Best Practices for Food Service
As an owner/operator, here's what you should do . . .
Are you and your employees correctly disposing of fats, oils, and grease (FOG)? If not, it could cost your business in a big way, as well as harm the environment.
When dumped down the drain, fats, oils, and grease cause sewer backups and overflows. This can damage your business, property, profits, reputation, and local waterways.
Conduct Employee Trainings
Use our free Employee Training Materials and Video to educate your employees about proper disposal of fats, oils, and grease.

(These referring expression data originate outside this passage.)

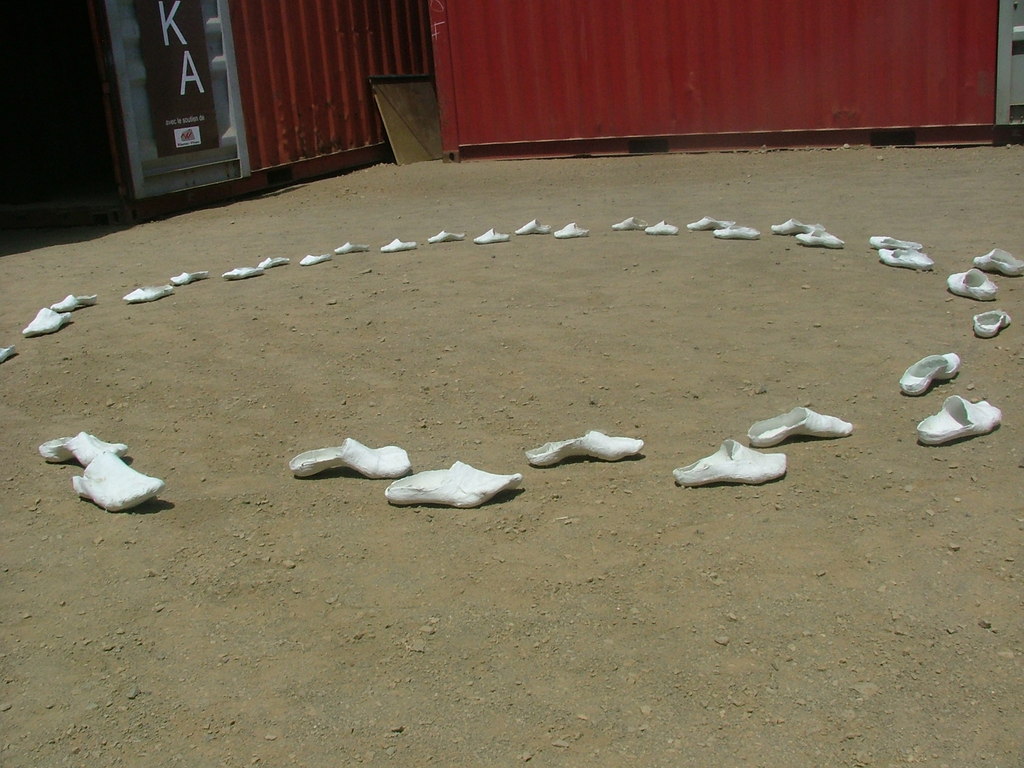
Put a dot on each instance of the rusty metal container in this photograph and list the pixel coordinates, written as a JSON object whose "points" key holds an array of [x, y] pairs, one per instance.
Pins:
{"points": [[567, 77]]}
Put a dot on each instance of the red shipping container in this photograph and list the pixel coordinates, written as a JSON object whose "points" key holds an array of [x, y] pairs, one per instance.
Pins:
{"points": [[563, 77]]}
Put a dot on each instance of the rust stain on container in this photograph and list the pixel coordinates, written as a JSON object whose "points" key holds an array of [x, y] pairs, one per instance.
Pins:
{"points": [[516, 76], [303, 69]]}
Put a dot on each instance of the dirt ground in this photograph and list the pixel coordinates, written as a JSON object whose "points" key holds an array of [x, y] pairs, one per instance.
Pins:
{"points": [[862, 610]]}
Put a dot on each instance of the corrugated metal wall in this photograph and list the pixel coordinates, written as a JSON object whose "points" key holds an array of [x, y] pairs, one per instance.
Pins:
{"points": [[539, 71], [303, 67]]}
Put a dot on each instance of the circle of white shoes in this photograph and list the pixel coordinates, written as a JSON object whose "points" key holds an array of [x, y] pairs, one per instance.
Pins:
{"points": [[114, 485]]}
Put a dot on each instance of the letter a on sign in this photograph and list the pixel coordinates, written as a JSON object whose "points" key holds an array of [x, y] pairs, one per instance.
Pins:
{"points": [[172, 37], [188, 75]]}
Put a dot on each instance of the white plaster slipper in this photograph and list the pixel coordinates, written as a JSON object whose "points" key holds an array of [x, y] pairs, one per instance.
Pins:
{"points": [[662, 227], [114, 485], [595, 444], [445, 237], [884, 241], [83, 448], [571, 230], [534, 227], [630, 224], [243, 272], [906, 258], [351, 248], [988, 325], [71, 302], [793, 226], [185, 278], [958, 418], [46, 322], [999, 261], [389, 461], [709, 223], [148, 293], [800, 421], [819, 239], [973, 284], [736, 232], [732, 463], [491, 237], [396, 246], [918, 379], [461, 485]]}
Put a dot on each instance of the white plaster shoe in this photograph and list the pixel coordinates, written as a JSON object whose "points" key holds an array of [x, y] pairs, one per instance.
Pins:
{"points": [[999, 261], [445, 237], [709, 223], [571, 230], [819, 239], [595, 444], [534, 227], [351, 248], [732, 463], [185, 278], [71, 302], [893, 244], [958, 418], [114, 485], [987, 325], [46, 322], [662, 227], [491, 237], [918, 379], [793, 226], [736, 232], [461, 485], [389, 461], [148, 293], [906, 258], [973, 285], [396, 246], [83, 448], [630, 224], [243, 272], [800, 421]]}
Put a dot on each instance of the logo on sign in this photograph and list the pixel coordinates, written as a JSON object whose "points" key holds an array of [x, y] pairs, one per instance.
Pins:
{"points": [[187, 136]]}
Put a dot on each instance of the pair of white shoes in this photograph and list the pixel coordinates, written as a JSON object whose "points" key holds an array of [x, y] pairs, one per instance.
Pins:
{"points": [[108, 481], [901, 253], [52, 318], [723, 228], [987, 325], [958, 417], [812, 236], [460, 485], [973, 284], [46, 322], [736, 463], [463, 485]]}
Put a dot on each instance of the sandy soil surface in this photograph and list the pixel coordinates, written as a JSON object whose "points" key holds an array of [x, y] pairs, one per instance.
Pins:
{"points": [[862, 610]]}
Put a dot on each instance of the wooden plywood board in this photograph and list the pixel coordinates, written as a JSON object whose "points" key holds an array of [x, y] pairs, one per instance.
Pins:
{"points": [[411, 119]]}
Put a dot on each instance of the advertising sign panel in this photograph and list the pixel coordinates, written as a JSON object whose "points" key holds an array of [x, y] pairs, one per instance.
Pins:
{"points": [[178, 78]]}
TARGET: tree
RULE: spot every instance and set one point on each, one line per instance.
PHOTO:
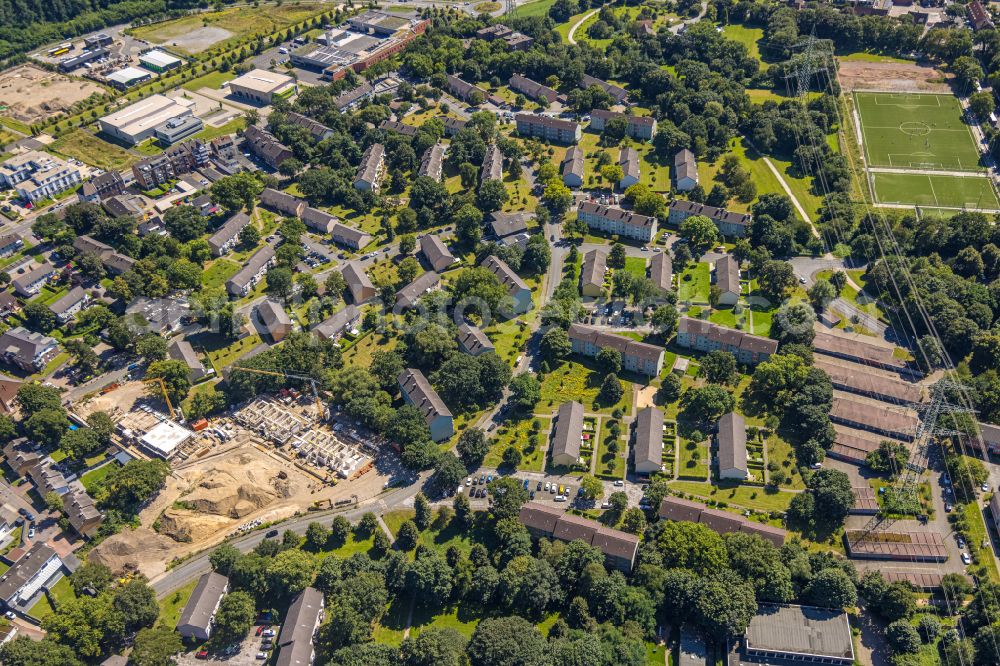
(492, 196)
(155, 647)
(609, 359)
(507, 641)
(236, 192)
(174, 375)
(700, 233)
(665, 319)
(26, 651)
(525, 391)
(719, 367)
(611, 389)
(408, 535)
(434, 647)
(832, 588)
(234, 618)
(616, 257)
(555, 345)
(185, 223)
(592, 488)
(707, 403)
(821, 294)
(472, 447)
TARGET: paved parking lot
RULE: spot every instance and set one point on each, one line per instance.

Maintain Grease Removal Devices
Have outdoor grease interceptors regularly serviced by a licensed waste hauler. Clean all indoor grease traps manually each week, at a minimum. Clean indoor automatic grease traps daily.
Wipe/Scrape before Washing
Wipe or scrape food residue into the trash from pots, pans, dishware, and work areas before washing.
Recycle Used Cooking Oil
Collect and store used cooking oil in a barrel or bin. Use a California Department of Food and Agriculture licensed renderer for recycled FOG disposal.
Protect Drains from Spills
When an oily, greasy spill occurs, block off any sink or floor drain. Clean up the spill with an absorbent material like cat litter or absorbent sweep. Put absorbed materials in plastic bags before placing in the trash.
Keep overflows from entering the storm drain. Create a barrier using dirt, cat litter, or other absorbent material. If an overflow occurs, call your local sewer agency immediately.
Post “Proper Disposal of Fats, Oils, and Grease Best Management Practices” signs near sinks and dishwashers.
Install Drain Screens
Install drain screens in all drains (food sinks, floors, mop sinks, and hand sinks) to capture scraps and other solid materials.
Clean Hood Filters
Clean exhaust filters in sinks (not outside). This stops pollutants from entering the storm drains.
Keep Accurate Records
Keep all receipts from a California Department of Food and Agriculture licensed grease waste hauler for two years.